Sunday, August 23, 2009

ALL, ANY, and SOME: The Three Stooges

Okay, I know there’s a customer in the Northwind database who placed an order on July 18, 1996, but I don’t know who it is. I don’t know how many orders the customer has placed… he may have placed a dozen for all I know… but that doesn’t matter. What I do know for sure is that this customer placed ALL his orders on 1996-07-18… every single one of ‘em.

So let’s try the following approach to find him:

select CustomerID
from Orders
group by CustomerID
having min(OrderDate)=max(OrderDate)
and min(OrderDate)='1996-07-18'
/*
CustomerID
----------
CENTC
*/
Well that’s nice, but a CustomerID really doesn’t mean anything to me. I really want to know the Company’s Name. So let’s take the above query and JOIN it with the Customers table:

select o.CustomerID
,c.CompanyName
from (select CustomerID
from Orders
group by CustomerID
having min(OrderDate)=max(OrderDate)
and min(OrderDate)='1996-07-18') o
join Customers c on o.CustomerID=c.CustomerID
/*
CustomerID CompanyName
---------- ----------------------------------------
CENTC Centro comercial Moctezuma
*/
Yep, that’s the guy! Centro commercial Moctezuma.

But wait a second… What was it that I had said again? I said, “this customer placed ALL his orders on 1996-07-18.”



Hey, isn’t there an ALL operator in SQL that hardly anyone ever uses? We could put together a query using that, and the query will be much more intuitive and easier to read! Hmmm… I wonder why this cool ALL operator isn’t used much… it seems to be pretty useful in this particular situation.

So let’s put together the following query, using a correlated sub-query, to return customers who have ALL their orders placed on 1996-07-18:

select CustomerID,CompanyName
from Customers
where '1996-07-18' = all (select OrderDate
from Orders
where CustomerID=Customers.CustomerID)
/*
CustomerID CompanyName
---------- ----------------------------------------
CENTC Centro comercial Moctezuma
FISSA FISSA Fabrica Inter. Salchichas S.A.
PARIS Paris spécialités
*/
Now ho-old on thar’! Our very first query only returned one customer. Who the heck are these other two guys?

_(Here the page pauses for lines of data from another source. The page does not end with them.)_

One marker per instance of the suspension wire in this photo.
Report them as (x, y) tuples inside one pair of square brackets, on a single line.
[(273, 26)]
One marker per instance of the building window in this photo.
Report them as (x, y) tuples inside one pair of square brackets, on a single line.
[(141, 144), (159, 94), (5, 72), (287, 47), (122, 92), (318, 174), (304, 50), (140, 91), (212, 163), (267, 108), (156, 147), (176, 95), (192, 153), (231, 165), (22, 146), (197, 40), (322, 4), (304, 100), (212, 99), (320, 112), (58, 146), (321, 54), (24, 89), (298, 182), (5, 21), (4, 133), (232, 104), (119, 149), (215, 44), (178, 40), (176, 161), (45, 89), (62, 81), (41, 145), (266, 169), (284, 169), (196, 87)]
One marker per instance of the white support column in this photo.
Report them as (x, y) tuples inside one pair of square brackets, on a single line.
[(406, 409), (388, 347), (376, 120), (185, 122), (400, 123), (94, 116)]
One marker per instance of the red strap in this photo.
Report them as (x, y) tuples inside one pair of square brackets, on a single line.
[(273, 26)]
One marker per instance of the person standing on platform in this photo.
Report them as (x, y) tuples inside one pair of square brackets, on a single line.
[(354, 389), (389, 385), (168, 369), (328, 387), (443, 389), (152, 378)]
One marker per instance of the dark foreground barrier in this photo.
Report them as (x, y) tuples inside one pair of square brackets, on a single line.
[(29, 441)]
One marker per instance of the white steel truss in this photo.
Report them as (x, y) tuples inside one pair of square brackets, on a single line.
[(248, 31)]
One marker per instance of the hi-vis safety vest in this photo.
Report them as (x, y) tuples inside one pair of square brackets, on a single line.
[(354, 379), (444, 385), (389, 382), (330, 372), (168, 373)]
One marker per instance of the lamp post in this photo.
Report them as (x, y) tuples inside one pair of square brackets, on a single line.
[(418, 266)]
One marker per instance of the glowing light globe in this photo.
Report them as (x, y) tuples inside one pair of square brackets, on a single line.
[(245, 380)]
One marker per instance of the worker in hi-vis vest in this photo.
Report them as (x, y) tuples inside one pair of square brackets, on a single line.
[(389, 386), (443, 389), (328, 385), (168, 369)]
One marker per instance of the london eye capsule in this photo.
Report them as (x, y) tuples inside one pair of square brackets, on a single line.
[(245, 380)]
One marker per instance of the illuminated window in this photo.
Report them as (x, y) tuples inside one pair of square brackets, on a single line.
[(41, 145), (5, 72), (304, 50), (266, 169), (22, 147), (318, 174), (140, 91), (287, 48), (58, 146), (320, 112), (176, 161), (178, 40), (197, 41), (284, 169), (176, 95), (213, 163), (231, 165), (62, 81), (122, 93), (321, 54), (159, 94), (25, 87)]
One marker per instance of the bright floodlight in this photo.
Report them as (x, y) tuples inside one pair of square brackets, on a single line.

Wait… let’s check their orders:

select OrderID,OrderDate
from Orders
where CustomerID in ('FISSA','PARIS')
/*
OrderID OrderDate
----------- -----------------------
NOTHING! NADA! ZIP! NO ORDERS FOR THESE GUYS!
DO NOT PASS GO! DO NOT COLLECT $200!
*/
Huh? What’s going on here? I thought the query with the ALL operator was quite specific and quite straightforward. Why did these jokers with no orders come out in the result?

Just to experiment further, instead of equals ALL, what about other comparison operators… greater than ALL, less than ALL, and not equal to ALL?

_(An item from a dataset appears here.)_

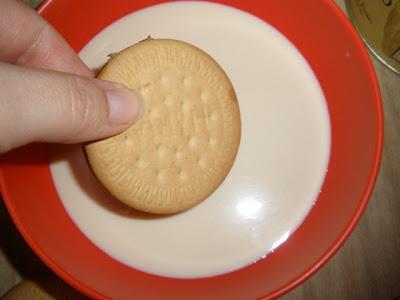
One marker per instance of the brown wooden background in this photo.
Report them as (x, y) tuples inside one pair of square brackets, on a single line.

FISSA and PARIS appear in the result set of every one of those queries too!

Jeez, these two guys really get around… They’re like magicians. All their orders are EQUAL to 1996-07-18, and all their orders are GREATER than 1996-07-18, and all their orders are LESS then 1996-07-18, and all their orders are NOT EQUAL to 1996-07-18.

That just sounds… strange.

So what gives? Why does ALL give these weird results?

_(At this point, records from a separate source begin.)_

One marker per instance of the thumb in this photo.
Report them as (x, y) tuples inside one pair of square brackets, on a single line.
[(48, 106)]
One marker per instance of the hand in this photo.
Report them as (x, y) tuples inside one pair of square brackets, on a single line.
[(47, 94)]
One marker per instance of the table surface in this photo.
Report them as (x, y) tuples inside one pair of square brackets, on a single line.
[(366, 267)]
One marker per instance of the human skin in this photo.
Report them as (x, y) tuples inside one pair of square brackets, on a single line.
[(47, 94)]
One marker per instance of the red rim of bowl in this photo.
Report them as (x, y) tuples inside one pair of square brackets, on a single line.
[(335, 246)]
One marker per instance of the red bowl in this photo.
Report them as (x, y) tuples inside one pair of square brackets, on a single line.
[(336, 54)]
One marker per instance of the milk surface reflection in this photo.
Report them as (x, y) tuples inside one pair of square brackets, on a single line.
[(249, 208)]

Well, to explain the behavior of the ALL operator, we must also look at the operators ANY and SOME. ANY and SOME are interchangeable and exactly the same in every respect, so I will just address ANY for the rest of this article. (Sorry ‘bout that, SOME).

To gain an understanding of the behavior of ALL and ANY, try the following experiment. Get a small box, and label it Box#1. Put a nickel (5 cents), a dime (10 cents), and a quarter (25 cents) inside. Give it to a family member and ask him/her the following questions:

Question 1: “Is twenty-five cents worth more than ANY of the coins in Box#1?”
Question 2: “Is twenty-five cents worth more than ALL (EACH) of the coins in Box#1?”
Question 3: “Is twenty-five cents worth the same as ANY of the coins in Box#1?”
Question 4: “Is twenty-five cents worth the same as ALL (EACH) of the coins in Box#1?”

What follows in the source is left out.